Sérgio Ludtke, editor do projeto Comprova, destacou, logo após as eleições de 2018, que “para vencer a desinformação, o jornalismo precisa de qualidade e independência, mas precisa, como nunca, ser transparente e aberto”. Com a pandemia, não é diferente. Toda informação publicada requer extrema responsabilidade-principalmente em se tratando de saúde- checagem e respaldo científico. Não é o momento para emissoras e sites reproduzirem jornalismo declaratório, dando espaço e voz a fatos que mais desinformam que qualquer outra coisa.
Abertura de conteúdos e salto na audiência
Com a proposta de democratizar o acesso, e, consequentemente, atingir um público maior, muitos meios de comunicação brasileiros abriram seus conteúdos, seguindo uma tendência mundial. Conforme a Folha, ao menos dez jornais brasileiros liberaram conteúdos pagos sobre o coronavírus a não assinantes. É o caso da própria Folha, da NSC Total, em Santa Catarina, O Globo, Nexo Jornal, entre outros.

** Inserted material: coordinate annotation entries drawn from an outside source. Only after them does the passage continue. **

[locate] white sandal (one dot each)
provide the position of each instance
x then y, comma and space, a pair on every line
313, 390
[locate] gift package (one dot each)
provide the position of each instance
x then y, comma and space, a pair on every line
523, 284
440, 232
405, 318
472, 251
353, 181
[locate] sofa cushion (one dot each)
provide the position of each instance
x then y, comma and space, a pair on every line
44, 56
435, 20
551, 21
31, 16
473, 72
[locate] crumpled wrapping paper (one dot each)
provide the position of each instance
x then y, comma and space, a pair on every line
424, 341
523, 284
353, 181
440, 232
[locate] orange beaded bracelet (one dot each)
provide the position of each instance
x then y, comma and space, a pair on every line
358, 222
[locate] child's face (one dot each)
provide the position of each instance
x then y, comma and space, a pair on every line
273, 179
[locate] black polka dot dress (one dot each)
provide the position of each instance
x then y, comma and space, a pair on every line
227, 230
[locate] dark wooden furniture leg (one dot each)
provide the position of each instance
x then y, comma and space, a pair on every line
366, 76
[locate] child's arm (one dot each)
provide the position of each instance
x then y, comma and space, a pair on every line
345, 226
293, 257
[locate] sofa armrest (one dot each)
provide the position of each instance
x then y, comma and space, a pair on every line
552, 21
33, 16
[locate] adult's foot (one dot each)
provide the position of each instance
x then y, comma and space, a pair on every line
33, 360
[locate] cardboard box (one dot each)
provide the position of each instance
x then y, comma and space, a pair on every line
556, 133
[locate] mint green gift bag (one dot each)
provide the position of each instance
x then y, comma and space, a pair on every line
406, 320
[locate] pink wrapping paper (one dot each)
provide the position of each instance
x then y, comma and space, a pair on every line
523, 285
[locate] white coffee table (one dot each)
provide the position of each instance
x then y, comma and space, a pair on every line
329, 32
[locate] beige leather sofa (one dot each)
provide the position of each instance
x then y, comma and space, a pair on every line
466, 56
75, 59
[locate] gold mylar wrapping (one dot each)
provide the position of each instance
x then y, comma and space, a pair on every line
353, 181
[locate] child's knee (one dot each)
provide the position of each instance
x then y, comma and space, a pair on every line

A audiência da Folha, em março e abril atingiu dois picos recordes. Foram 73,8 milhões de usuários únicos acessando o site em abril, e 69,8 milhões em março, em virtude, segundo o site, da crise política envolvendo o ex-ministro Sérgio Moro e pelo coronavírus.
Os acessos do Jornal O Globo também atingiram números históricos, com 235 milhões de acessos e 71 milhões de visitantes apenas em março.
A questão para debate é, até quando será economicamente viável aos jornais e sites a liberação desses conteúdos? E, tendo acesso à bons materiais neste período, com o fim da pandemia, o público estará disposto a pagar para continuar se informando?
Cortes e desafios
O aumento de credibilidade e confiança, no entanto, não é o suficiente para conter a crise de governança financeira e de sustentabilidade, enfrentada nos últimos anos, e acelerada em função dos prejuízos econômicos do efeito pandêmico.
Segundo a Federação Nacional dos Jornalistas (FENAJ), há registro de cortes em jornadas de trabalho e salários, de até 70%,em diversas empresas de comunicação. As medidas se amparam na Medida Provisória nº 936, de 1º de abril.
“Havia um movimento de descrédito no jornalismo profissional, e houve uma retomada dos veículos de comunicação, grandes e pequenos, como fonte de informação confiável. Isso é muitíssimo importante e faz com que a gente questiona ainda mais a posição das empresas de cortarem os salários. É o momento de valorizar o jornalismo e o jornalista”, falou a presidente da FENAJ Maria José Braga, em entrevista ao Knight Center. A Federação, inclusive, lançou um Manifesto chamado #jornalistassalvamvidas para valorizar a atividade profissional de repórteres e editores, frente a tantos desafios.
Se por um momento, pensamos que a credibilidade e confiança poderiam salvar o jornalismo, por outro, sabemos que desafios ainda maiores virão. Muitos falam que haverá um sistema de saúde antes e depois da pandemia. Esperamos que o valor do jornalismo também seja medido de outra forma com o fim desta situação, e que os profissionais tenham seus direitos de trabalhar com liberdade e dignidade, assegurados.
O momento atual servirá ainda, como base para reflexões que passam pelo respeito e fortalecimento da ciência e da imprensa, que, em tempos negativistas e de enfraquecimento democrático, são atacadas constantemente, mesmo salvando tantas vidas por meio de seus ofícios.